# Multilevel

Multilevel is needed when we want to model a hierarchical structure. Because the world is full of hierarchies (students within classes within schools, time within people, penalties within goalkeepers, clients within therapists and what we often forget in  science, research subjects within experimenters), we quite often, or almost always, need multilevel models. Through several examples (Clark, 1973; Van Baaren, Holland, Steenaert, & van Knippenberg; Hoeken & Hustinx, 2009) I hope to have shown the necessity of this procedure. However, I’ve gotten the question what the assumptions of multilevel models where. Because I did not had a straight answer, I would like to take this opportunity to address this question here.

To understand this, I quickly have to explain the nature of multilevel modeling.
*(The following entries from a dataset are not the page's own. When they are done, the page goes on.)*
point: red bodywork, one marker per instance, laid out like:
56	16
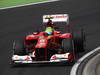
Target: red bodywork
42	38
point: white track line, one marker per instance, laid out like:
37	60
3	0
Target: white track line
76	65
28	4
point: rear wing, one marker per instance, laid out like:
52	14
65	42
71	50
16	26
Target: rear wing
56	18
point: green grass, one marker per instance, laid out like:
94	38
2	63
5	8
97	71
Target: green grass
8	3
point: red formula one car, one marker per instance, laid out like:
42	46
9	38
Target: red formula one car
49	45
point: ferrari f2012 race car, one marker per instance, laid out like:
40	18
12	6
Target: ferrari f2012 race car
49	45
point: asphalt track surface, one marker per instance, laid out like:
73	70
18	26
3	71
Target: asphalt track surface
17	22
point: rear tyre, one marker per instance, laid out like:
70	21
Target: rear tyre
79	41
19	48
67	45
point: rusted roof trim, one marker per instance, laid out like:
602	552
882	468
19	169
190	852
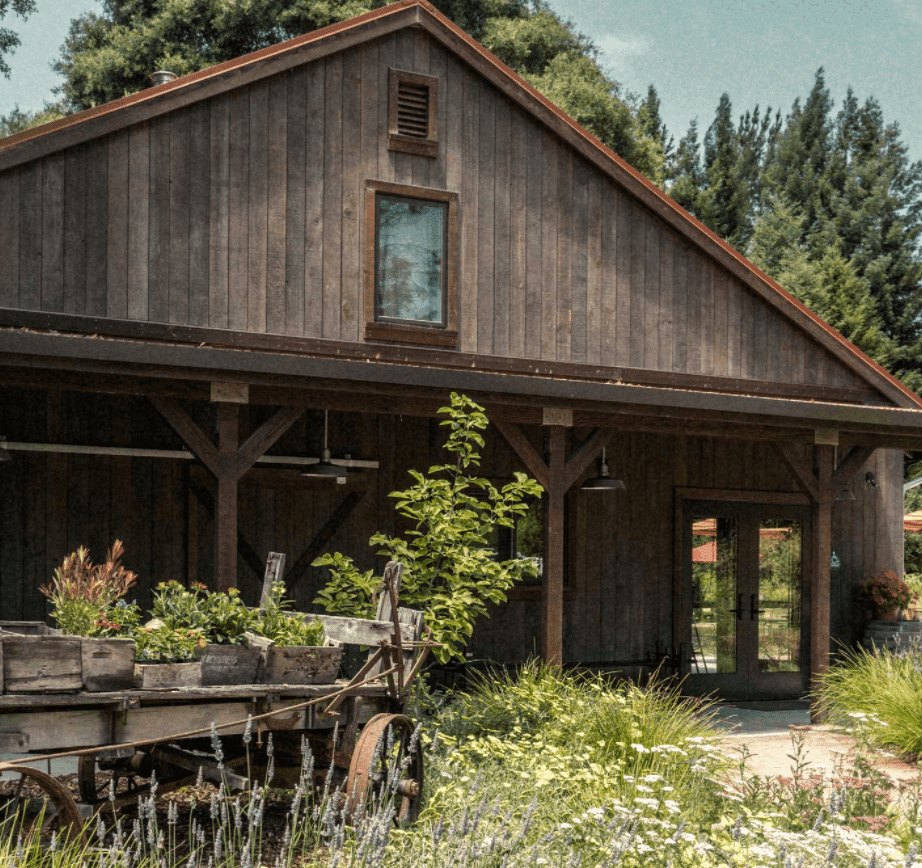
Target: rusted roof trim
206	83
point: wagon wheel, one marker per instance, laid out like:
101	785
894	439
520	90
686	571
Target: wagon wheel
57	806
387	763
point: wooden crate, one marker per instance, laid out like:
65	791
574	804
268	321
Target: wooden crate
301	664
168	675
107	664
41	664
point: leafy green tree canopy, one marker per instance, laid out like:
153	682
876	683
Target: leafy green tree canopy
109	55
9	41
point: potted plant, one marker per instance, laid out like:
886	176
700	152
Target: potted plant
886	593
299	653
222	619
166	656
91	648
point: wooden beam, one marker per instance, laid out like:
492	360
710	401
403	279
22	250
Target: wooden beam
191	434
261	440
857	457
244	550
790	455
530	456
822	551
325	534
586	453
226	501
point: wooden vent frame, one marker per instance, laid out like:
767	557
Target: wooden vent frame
413	113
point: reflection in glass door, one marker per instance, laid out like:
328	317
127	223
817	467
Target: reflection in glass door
744	568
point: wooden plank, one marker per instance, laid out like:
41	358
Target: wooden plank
579	265
9	238
30	236
180	180
219	214
550	216
667	320
238	210
333	198
295	196
277	204
199	213
258	206
75	231
314	180
351	306
486	220
502	239
470	206
518	239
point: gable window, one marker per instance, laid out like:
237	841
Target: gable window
413	111
411	264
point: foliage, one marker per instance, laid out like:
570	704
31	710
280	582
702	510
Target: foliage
108	55
279	622
9	41
167	644
886	591
449	570
220	617
83	593
882	691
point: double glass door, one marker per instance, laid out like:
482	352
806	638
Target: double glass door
744	585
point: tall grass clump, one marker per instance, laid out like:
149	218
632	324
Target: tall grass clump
881	691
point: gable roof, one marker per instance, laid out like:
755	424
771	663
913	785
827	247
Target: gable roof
118	114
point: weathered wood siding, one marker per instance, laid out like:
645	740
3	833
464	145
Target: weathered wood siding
620	547
244	212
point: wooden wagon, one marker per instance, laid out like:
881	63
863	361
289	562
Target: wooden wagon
123	739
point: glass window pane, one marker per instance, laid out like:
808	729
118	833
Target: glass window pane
714	572
409	259
780	571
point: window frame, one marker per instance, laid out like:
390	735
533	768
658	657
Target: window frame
423	147
443	334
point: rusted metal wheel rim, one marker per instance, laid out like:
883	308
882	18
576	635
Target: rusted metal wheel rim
59	804
379	758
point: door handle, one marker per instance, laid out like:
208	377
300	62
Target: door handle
738	611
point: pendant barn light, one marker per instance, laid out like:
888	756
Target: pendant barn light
603	482
325	469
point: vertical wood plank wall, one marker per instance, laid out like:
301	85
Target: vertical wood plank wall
619	546
243	212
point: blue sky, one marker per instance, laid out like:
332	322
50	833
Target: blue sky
758	51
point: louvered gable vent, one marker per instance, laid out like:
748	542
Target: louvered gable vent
413	112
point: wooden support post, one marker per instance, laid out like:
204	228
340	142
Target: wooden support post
226	505
822	549
552	638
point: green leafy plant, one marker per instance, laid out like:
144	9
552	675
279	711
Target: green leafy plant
167	645
450	571
279	622
83	594
887	591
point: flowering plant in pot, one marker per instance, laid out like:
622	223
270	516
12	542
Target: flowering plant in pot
886	592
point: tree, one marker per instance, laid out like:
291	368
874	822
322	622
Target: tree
109	55
450	572
9	41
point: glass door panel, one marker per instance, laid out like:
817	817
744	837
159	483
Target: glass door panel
779	596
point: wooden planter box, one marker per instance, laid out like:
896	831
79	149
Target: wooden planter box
36	658
302	664
230	664
168	675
A complete (random intercept, random slope) multilevel model consists of a normal regression equation, yij=b0j+b1j*Xi+eij, where the subscripts i represent the differences between individuals and the subscripts j represent the differences between groups. The differences between groups are specified by regressing with a new formula (level 2) on the intercept and slope parameter, b0j=y00+u0j and b1j=y10+u1j (one of these equations can be dropped to get a fixed intercept, random slope or random intercept, fixed slope parameter model, see all three models in the figures below).

Now to the assumptions. These are the same as in ordinary multiple regression analysis

• linear relationships,
• normal distribution of the residuals,
• and homoscedasticity.

When the assumption of linearity is violated we could check for other relations (for instance, by using the square of a time variable in a longitudinal study). Note that due to the introduction of multiple levels there is now more than one residuals. Of course this complicates matters a bit, but it has been shown that multilevel estimation methods are quite robust for violations of this assumption on the second level (Hox & Maas, 2004). Another great advantage of multilevel is that heteroscedasticity can be modeled directly, to account violations of the final assumption (cf. Goldstein, 1995, pp. 48–57).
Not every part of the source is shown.